Wednesday, May 11, 2011

Quotations

When I was about fifteen year old, I began to really start getting into reading. All of a sudden I felt a connection to books, and the more I read, the better I felt. This was a shock, even to me at first, because I had previously publicly announced my hatred for all books. Just a year before, no one could inspire me to read anything. In school I was forced to read certain books and one day, I figured for some reason that I would actually choose one to read on my own. I began reading The Catcher in the Rye and I literally couldn't put it down. My fondest memory reading that book was finishing it outside on the porch in my father's apartment in the pouring rain. Everything at that moment just felt perfect. Ever since then I have been somewhat "hooked on books" (I just made that up). A few years ago I was inspired by my stepmother to record my favorite passages and quotes from the books I have read. By doing this, I am creating my own book filled with the best moments from what seem like distant memories of my own. Unfortunately I have not added anything since last summer but as I look through my almost completed book-journal today, I figured I would share a few quotes. I starting writing dates later by each book I entered because they represent the person I was at the moment that I wrote the quote down. It is funny to read them now and either still feel attachment or not recognize what I found so profound in the words.

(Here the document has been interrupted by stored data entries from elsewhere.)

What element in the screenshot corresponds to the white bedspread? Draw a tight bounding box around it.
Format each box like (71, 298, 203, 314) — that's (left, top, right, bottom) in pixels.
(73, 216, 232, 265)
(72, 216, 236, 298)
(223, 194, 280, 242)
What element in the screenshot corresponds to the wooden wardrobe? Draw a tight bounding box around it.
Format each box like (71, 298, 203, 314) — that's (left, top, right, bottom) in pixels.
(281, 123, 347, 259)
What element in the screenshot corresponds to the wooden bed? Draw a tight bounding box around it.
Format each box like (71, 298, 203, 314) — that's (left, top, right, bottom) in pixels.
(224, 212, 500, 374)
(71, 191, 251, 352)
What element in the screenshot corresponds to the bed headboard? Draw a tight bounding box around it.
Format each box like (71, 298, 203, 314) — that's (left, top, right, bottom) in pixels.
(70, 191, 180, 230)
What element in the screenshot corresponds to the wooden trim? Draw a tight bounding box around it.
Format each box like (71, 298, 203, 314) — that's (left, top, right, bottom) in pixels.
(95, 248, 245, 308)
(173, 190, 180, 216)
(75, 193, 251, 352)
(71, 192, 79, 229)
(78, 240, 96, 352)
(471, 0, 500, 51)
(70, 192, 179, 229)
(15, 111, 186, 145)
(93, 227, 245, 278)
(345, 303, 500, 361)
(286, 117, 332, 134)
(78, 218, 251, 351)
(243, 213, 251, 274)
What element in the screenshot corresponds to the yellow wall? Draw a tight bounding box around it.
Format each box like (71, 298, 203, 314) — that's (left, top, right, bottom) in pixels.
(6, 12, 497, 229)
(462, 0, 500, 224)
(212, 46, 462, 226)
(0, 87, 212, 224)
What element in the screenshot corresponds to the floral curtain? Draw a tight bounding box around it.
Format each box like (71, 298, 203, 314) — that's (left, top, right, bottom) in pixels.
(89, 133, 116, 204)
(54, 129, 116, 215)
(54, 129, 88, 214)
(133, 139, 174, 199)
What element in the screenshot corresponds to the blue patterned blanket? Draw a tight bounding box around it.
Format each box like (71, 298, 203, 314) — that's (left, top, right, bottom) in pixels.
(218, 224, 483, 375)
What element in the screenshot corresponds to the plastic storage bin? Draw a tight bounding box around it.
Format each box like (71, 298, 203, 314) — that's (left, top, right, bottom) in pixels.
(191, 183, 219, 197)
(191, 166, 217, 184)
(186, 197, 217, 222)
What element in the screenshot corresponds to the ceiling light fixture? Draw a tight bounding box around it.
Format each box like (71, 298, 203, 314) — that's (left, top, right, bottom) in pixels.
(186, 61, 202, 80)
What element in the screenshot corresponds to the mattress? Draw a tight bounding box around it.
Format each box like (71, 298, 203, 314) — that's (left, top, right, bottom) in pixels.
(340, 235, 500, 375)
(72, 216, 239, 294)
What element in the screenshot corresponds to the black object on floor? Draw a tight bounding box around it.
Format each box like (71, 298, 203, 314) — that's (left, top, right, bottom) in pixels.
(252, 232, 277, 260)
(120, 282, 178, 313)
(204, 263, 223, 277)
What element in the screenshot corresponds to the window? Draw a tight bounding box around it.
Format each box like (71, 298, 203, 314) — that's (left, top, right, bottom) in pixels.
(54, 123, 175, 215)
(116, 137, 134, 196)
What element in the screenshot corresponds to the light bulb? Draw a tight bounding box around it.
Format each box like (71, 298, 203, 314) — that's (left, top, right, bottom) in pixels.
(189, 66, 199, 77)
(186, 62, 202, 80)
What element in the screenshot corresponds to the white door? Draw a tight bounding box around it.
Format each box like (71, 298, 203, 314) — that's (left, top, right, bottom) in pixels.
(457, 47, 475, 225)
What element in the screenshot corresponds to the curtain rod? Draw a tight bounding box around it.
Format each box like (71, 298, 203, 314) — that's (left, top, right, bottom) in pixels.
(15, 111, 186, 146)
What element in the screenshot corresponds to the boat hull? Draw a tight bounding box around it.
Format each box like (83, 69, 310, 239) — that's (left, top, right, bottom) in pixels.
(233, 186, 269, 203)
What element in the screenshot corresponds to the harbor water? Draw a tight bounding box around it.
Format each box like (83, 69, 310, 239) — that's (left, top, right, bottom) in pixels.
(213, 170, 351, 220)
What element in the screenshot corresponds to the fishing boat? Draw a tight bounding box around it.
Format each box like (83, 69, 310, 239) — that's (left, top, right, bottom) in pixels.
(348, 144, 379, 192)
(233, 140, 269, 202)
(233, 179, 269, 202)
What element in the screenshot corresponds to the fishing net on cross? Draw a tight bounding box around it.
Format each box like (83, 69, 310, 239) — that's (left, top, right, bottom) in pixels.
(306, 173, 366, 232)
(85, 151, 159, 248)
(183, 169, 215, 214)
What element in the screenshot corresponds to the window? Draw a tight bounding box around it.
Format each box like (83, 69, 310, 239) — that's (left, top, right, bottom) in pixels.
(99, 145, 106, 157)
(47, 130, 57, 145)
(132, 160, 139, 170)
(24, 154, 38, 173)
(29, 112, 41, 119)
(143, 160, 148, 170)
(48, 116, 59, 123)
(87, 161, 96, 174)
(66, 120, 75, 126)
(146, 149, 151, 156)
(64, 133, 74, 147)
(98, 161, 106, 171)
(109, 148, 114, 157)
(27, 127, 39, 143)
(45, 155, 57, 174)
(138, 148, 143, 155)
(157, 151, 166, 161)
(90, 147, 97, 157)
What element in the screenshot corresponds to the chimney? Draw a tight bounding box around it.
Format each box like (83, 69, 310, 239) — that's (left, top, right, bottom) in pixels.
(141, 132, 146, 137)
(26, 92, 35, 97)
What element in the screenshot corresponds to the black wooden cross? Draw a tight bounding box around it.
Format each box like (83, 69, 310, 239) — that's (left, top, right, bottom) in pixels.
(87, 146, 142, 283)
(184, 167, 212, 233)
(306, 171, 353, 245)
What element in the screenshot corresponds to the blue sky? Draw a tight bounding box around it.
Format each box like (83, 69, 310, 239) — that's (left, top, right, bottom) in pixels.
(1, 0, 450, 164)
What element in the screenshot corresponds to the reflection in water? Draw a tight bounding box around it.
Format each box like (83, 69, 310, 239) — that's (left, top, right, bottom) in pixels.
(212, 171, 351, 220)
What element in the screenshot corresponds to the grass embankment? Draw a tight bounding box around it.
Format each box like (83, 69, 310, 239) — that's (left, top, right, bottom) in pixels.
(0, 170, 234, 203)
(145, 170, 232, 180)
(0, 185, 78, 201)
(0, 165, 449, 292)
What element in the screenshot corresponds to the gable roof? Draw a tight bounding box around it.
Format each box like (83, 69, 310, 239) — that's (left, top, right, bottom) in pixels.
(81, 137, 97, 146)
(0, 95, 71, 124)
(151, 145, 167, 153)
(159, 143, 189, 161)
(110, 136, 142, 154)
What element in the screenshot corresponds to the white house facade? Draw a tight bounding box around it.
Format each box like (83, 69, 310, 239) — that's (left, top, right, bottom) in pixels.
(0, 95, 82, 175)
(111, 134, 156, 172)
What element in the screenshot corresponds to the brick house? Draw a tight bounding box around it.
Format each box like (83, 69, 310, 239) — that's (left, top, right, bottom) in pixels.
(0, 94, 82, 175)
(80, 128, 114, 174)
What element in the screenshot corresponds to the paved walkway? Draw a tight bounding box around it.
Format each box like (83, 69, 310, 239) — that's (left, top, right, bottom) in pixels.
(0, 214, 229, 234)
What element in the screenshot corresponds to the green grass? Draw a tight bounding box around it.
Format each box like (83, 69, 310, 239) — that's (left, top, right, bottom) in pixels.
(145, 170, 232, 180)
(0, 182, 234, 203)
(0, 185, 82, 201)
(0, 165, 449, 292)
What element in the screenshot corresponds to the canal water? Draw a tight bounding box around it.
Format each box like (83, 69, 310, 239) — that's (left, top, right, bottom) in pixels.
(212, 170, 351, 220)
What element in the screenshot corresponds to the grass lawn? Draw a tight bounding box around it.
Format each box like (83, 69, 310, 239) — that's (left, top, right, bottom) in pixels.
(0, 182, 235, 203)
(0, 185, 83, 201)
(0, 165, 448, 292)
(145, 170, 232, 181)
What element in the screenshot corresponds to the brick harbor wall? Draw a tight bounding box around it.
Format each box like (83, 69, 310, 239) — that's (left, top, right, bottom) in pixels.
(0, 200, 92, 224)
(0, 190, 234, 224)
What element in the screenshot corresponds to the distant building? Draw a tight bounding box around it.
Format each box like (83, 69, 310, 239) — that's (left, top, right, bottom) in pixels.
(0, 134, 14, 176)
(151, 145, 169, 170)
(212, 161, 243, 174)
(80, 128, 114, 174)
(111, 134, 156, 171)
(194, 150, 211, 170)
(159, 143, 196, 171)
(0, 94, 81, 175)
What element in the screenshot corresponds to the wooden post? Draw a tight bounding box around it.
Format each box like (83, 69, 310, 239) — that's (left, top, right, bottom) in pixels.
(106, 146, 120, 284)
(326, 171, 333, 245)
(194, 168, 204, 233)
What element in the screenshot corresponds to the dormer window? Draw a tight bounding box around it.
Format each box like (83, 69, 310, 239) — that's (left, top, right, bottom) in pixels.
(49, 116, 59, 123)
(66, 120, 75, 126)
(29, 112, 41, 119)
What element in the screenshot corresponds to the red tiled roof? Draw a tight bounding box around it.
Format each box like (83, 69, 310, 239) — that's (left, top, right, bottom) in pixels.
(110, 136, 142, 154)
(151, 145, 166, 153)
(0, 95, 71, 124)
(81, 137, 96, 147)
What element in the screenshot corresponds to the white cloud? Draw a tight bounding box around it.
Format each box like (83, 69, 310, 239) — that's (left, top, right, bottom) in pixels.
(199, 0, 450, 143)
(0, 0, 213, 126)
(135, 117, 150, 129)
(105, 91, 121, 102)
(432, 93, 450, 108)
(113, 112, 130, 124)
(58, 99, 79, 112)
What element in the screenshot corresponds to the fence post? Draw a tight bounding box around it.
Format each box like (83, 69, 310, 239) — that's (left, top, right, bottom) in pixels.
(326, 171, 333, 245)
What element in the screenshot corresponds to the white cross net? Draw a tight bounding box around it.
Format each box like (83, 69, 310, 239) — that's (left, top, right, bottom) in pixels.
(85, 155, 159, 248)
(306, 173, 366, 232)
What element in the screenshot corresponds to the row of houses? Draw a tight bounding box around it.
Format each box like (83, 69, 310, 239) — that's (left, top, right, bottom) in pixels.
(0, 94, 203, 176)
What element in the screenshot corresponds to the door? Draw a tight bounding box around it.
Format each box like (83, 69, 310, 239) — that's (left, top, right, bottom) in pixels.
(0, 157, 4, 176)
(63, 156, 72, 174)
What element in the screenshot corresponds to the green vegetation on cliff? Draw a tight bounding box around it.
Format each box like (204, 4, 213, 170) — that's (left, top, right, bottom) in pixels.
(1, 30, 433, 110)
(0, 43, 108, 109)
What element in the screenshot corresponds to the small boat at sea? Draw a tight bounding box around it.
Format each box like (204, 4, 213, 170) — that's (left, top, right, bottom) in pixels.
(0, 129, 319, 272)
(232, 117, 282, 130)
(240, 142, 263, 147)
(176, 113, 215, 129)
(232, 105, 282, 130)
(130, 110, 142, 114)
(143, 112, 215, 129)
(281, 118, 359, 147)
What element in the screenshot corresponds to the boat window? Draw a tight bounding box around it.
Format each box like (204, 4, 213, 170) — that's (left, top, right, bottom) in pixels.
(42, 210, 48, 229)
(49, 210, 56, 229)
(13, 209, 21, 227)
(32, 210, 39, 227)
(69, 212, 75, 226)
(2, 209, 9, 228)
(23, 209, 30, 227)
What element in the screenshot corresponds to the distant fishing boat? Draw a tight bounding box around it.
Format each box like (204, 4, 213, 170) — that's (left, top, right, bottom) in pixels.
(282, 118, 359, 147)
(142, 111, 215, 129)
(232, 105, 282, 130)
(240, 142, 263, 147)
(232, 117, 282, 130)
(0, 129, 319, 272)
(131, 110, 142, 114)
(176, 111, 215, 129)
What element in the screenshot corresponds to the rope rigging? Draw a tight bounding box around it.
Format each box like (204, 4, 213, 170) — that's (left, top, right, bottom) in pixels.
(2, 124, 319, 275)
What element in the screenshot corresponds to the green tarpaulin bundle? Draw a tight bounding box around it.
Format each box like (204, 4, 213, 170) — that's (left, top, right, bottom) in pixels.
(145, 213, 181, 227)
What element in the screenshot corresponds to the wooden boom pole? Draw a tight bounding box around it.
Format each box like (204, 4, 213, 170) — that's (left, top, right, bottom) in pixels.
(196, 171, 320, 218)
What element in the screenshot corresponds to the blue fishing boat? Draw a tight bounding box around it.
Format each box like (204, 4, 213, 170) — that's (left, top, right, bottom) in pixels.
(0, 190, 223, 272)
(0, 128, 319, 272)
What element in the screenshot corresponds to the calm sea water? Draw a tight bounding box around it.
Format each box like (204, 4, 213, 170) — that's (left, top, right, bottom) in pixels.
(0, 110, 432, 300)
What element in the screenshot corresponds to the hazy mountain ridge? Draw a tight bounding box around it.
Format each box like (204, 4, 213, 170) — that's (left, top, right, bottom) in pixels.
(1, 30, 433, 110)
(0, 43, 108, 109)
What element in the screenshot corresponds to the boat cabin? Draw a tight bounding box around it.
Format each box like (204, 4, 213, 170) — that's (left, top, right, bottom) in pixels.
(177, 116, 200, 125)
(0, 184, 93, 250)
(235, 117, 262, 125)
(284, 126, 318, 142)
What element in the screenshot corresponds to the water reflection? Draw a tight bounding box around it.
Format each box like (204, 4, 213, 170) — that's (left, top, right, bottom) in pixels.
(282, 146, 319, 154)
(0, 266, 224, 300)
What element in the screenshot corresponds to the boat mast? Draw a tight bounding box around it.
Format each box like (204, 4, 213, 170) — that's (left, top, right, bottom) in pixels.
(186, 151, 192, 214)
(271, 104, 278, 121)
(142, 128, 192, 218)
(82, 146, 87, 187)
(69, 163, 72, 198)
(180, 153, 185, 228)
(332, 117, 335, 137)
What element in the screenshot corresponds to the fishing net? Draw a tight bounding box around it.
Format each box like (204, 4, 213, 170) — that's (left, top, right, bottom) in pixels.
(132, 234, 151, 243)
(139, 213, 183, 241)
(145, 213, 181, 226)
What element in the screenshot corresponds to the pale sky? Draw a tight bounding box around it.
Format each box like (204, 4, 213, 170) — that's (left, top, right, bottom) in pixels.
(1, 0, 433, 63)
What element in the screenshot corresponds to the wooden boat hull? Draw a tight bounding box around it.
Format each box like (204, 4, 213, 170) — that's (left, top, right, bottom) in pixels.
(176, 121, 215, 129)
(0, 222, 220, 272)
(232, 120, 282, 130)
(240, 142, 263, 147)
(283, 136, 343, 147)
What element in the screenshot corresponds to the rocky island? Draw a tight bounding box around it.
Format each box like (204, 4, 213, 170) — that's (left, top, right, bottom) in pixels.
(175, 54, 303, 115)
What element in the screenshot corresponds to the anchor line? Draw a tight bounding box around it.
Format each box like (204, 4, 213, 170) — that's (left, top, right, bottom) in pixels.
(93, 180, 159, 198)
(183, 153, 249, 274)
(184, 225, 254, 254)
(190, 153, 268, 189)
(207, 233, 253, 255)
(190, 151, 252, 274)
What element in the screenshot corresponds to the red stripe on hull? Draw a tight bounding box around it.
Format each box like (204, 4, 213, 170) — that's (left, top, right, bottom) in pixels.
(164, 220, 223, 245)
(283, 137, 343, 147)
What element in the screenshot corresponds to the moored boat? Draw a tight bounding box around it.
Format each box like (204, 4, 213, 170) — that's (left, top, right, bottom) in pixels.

"My dear countryman, companion, renowned discoverer of Musca pragensis, heroic laborer on the scaffoldings, I can no longer bear to watch you standing stock-still in the water! You're going to catch your death of cold! Friend! Brother! Stop torturing yourself! Get out! Go to bed. Be happy you're forgotten. Snuggle into the self shawl of universal amnesia. Stop thinking about the laughter that wounded you- it no longer exists, that laughter, it no longer exists just as your years on the scaffoldings and your glory as a victim of persecution no longer exist. The chateau is quiet, open the window and the fragrance of the trees will fill your room. Breathe."

-Milan Kundera, Slowness (August 2009)

"I was exhausted. You should sleep. Wake up early. That's not the way. It's the same. It means less that way. We sleep when we fall. We only sleep when we can't move anymore. That's juvenile. But it means everything. It's the illusion of progress. Staying awake isn't progress. The illusion is enough."

-Dave Eggers, You Shall Know Our Velocity!

"I been away a long time."

-Ken Kesey, One Flew Over the Cuckoo's Nest

"Atticus, are we going to win it?"
"No honey."
"Then why-"
"Simply because we were licked a hundred years before we started is no reason for us not to try to win," Atticus said.

-Harper Lee, To Kill A Mockingbird

"It was this burning, which I couldn't stand anymore, that made me move forward. I knew that it was stupid, that I wouldn't get the sun off me by stepping forward. But I took a step, one step, forward."

-Albert Camus, The Stranger

"Yes yes yes, there it was. Youth must go, ah yes. But youth is only being in a way like it might be an animal. No, it is not just like being an animal so much as being like one of these malenky toys you viddy being sold in the streets, like little chellovecks made out of tin and with a spring inside and then a winding handle on the outside and you wind it up and grrr grrr grrr and off it itties, like walking, O my brothers. But it itties in a straight line and bangs straight into things bang bang and it cannot help what it is doing. Being young is like being like one of those malenky machines."

-Anthony Burgess, A Clockwork Orange

As I type these out now I realize how many quotes I have written down. I always figured it was a way to record my thoughts, just written down more profoundly and clearly than I ever could. It's been almost five years now since I have been doing this. If I ever lose track of myself or someone asks me who I am and I do not know how to answer, I'll just hand them this book, and I think they will know.